Assessment of predictive accuracy. Predictive accuracy should be measured based on the difference between the observed values and predicted values. However, the predicted values can refer to different information. Thus the resultant predictive accuracy can refer to different concepts.
Odds are presented as a positive or negative number next to the team's name. A negative number means the team is favored to win, while a positive number indicates that they are the underdog.What is the best way to bet on tennis? ›
The most simple bet in sports, the most popular and easy way to bet on tennis, is by betting the moneyline. This essentially is just betting on which player you think will win the match. Rafael Nadal is playing Novak Djokovic at the US Open. Nadal is +120 on the moneyline, and Djokovic is -200.What is the hardest sport to win? ›
The Stanley Cup is without a doubt the hardest championship trophy to win in all of professional sports.
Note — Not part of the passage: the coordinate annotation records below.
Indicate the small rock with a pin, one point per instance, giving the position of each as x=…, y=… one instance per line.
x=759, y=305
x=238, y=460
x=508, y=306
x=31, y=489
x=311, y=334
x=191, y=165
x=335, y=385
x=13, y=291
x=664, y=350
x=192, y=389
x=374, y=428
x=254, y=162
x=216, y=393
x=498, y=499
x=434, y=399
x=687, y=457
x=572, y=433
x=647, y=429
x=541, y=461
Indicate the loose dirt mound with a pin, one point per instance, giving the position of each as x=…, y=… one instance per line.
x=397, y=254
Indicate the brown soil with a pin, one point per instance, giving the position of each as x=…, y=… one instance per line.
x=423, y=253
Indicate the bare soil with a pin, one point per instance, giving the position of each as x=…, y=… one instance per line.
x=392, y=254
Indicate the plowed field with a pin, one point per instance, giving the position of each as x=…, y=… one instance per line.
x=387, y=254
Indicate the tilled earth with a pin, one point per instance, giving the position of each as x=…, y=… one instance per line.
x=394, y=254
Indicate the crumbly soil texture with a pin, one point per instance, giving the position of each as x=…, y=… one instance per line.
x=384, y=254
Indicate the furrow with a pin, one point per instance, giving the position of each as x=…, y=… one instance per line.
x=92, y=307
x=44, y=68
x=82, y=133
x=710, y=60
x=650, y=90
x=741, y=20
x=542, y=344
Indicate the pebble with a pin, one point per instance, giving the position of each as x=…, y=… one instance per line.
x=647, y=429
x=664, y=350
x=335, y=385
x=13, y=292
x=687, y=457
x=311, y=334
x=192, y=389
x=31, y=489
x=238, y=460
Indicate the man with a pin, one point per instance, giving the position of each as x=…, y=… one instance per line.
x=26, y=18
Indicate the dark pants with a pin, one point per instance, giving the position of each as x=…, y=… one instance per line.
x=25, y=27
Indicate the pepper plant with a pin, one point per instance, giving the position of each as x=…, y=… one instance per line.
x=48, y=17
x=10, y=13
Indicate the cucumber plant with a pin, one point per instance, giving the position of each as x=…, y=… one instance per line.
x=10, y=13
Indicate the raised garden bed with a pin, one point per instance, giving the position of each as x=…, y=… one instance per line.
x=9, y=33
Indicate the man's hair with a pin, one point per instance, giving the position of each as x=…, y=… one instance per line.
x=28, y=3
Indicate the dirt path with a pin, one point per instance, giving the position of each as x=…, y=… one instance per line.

Harder than winning the Superbowl, harder the winning the World Series, and harder than winning the NBA Title. There are 16 teams in playoff contention, only other sport that can claim the same would be the NBA.What sport is the hardest to score? ›
|Degree of Difficulty: Sport Rankings|
For each match, make your predictions by guessing which team will win and answer the daily match prediction question. You have the option of changing your answer multiple times up to 30 minutes after the match begins. For each match, the top 10 participants with the closest prediction will win daily prizes.What are the 5 ways to win a point in tennis? ›
There are 5 five ways of winning points: winners, double-bounces, errors by the opponent at the net, errors from the opponent where they hit the ball outside the court markings, and double-faults. Each of these ways gives the player one point.Who is the best game Predictor? ›
- Patience. Perhaps the most important trait in life and especially in betting is the ability to be patient. ...
- Platform. Just like not all people in the boiler room are equal betters, no two platforms are quite the same. ...
- Knowledge. ...
The equations of calculation of percentage prediction error ( percentage prediction error = measured value - predicted value measured value × 100 or percentage prediction error = predicted value - measured value measured value × 100 ) and similar equations have been widely used.What is the first step in making a prediction? ›
Form a hypothesis.
As scientists, we want to be able to predict future events. We must therefore use our ability to reason. Scientists use their knowledge of past events to develop a general principle or explanation to help predict future events. The general principle is called a hypothesis.
When the hand moved to 60, the game was over. However, in order to ensure that the game could not be won by a one-point difference in players' scores, the idea of "deuce" was introduced. To make the score stay within the "60" ticks on the clock face, the 45 was changed to 40.What are the 2 most important shots in tennis? ›
While the margin of success between the most crucial shot (second serve) and return of serve shots has diminished over the years, the second serve is still the most important shot, which determines success rate in tennis today.What are 3 things you Cannot do in tennis? ›
Players/teams cannot touch the net or posts or cross onto the opponent's side. Players/teams cannot carry the ball or catch it with the racquet. Players cannot hit the ball twice. Players must wait until the ball passes the net before they can return it.